Two review authors independently assessed RCTs for inclusion, extracted data, and assessed risk of bias and trustworthiness. Dichotomous data were presented as summary risk ratios (RR) with 95% confidence intervals (CI), and continuous data were presented as mean differences with 95% CI. We assessed the certainty of the evidence using the GRADE approach.
We included six RCTs (5917 women and their 6759 fetuses alive at randomisation). All RCTs were conducted in high‐income countries. The RCTs compared magnesium sulphate with placebo in women at risk of preterm birth at less than 34 weeks' gestation; however, treatment regimens and inclusion/exclusion criteria varied. Though the RCTs were at an overall low risk of bias, the certainty of evidence ranged from high to very low, due to concerns regarding study limitations, imprecision, and inconsistency.
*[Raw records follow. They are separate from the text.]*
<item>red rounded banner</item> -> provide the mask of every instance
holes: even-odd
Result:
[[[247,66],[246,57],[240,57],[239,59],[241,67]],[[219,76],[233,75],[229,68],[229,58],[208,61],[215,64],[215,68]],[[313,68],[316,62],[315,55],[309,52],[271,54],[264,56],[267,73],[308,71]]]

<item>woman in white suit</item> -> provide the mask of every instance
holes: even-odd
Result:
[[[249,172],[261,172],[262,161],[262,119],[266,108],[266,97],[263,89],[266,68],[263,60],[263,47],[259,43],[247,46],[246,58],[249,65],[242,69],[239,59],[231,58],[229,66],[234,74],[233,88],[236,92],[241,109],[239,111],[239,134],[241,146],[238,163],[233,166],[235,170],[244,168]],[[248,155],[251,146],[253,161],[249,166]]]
Primary outcomes for infants/children: Up to two years’ corrected age, magnesium sulphate compared with placebo reduced cerebral palsy (RR 0.71, 95% CI 0.57 to 0.89; 6 RCTs, 6107 children; number needed to treat for additional beneficial outcome (NNTB) 60, 95% CI 41 to 158) and death or cerebral palsy (RR 0.87, 95% CI 0.77 to 0.98; 6 RCTs, 6481 children; NNTB 56, 95% CI 32 to 363) (both high-certainty evidence). Magnesium sulphate probably resulted in little to no difference in death (fetal, neonatal, or later) (RR 0.96, 95% CI 0.82 to 1.13; 6 RCTs, 6759 children); major neurodevelopmental disability (RR 1.09, 95% CI 0.83 to 1.44; 1 RCT, 987 children); or death or major neurodevelopmental disability (RR 0.95, 95% CI 0.85 to 1.07; 3 RCTs, 4279 children) (all moderate-certainty evidence). At early school age, magnesium sulphate may have resulted in little to no difference in death (fetal, neonatal, or later) (RR 0.82, 95% CI 0.66 to 1.02; 2 RCTs, 1758 children); cerebral palsy (RR 0.99, 95% CI 0.69 to 1.41; 2 RCTs, 1038 children); death or cerebral palsy (RR 0.90, 95% CI 0.67 to 1.20; 1 RCT, 503 children); and death or major neurodevelopmental disability (RR 0.81, 95% CI 0.59 to 1.12; 1 RCT, 503 children) (all low-certainty evidence). Magnesium sulphate may also have resulted in little to no difference in major neurodevelopmental disability, but the evidence is very uncertain (average RR 0.92, 95% CI 0.53 to 1.62; 2 RCTs, 940 children; very low-certainty evidence).
Secondary outcomes for infants/children: Magnesium sulphate probably reduced severe intraventricular haemorrhage (grade 3 or 4) (RR 0.76, 95% CI 0.60 to 0.98; 5 RCTs, 5885 infants; NNTB 92, 95% CI 55 to 1102; moderate-certainty evidence) and may have resulted in little to no difference in chronic lung disease/bronchopulmonary dysplasia (average RR 0.92, 95% CI 0.77 to 1.10; 5 RCTs, 6689 infants; low-certainty evidence).
Primary outcomes for women: Magnesium sulphate may have resulted in little or no difference in severe maternal outcomes potentially related to treatment (death, cardiac arrest, respiratory arrest) (RR 0.32, 95% CI 0.01 to 7.92; 4 RCTs, 5300 women; low-certainty evidence). However, magnesium sulphate probably increased maternal adverse effects severe enough to stop treatment (average RR 3.21, 95% CI 1.88 to 5.48; 3 RCTs, 4736 women; moderate-certainty evidence).
Secondary outcomes for women: Magnesium sulphate probably resulted in little to no difference in caesarean section (RR 0.96, 95% CI 0.91 to 1.02; 5 RCTs, 5861 women) and postpartum haemorrhage (RR 0.94, 95% CI 0.80 to 1.09; 2 RCTs, 2495 women) (both moderate-certainty evidence). Breastfeeding at hospital discharge and women’s views of treatment were not reported.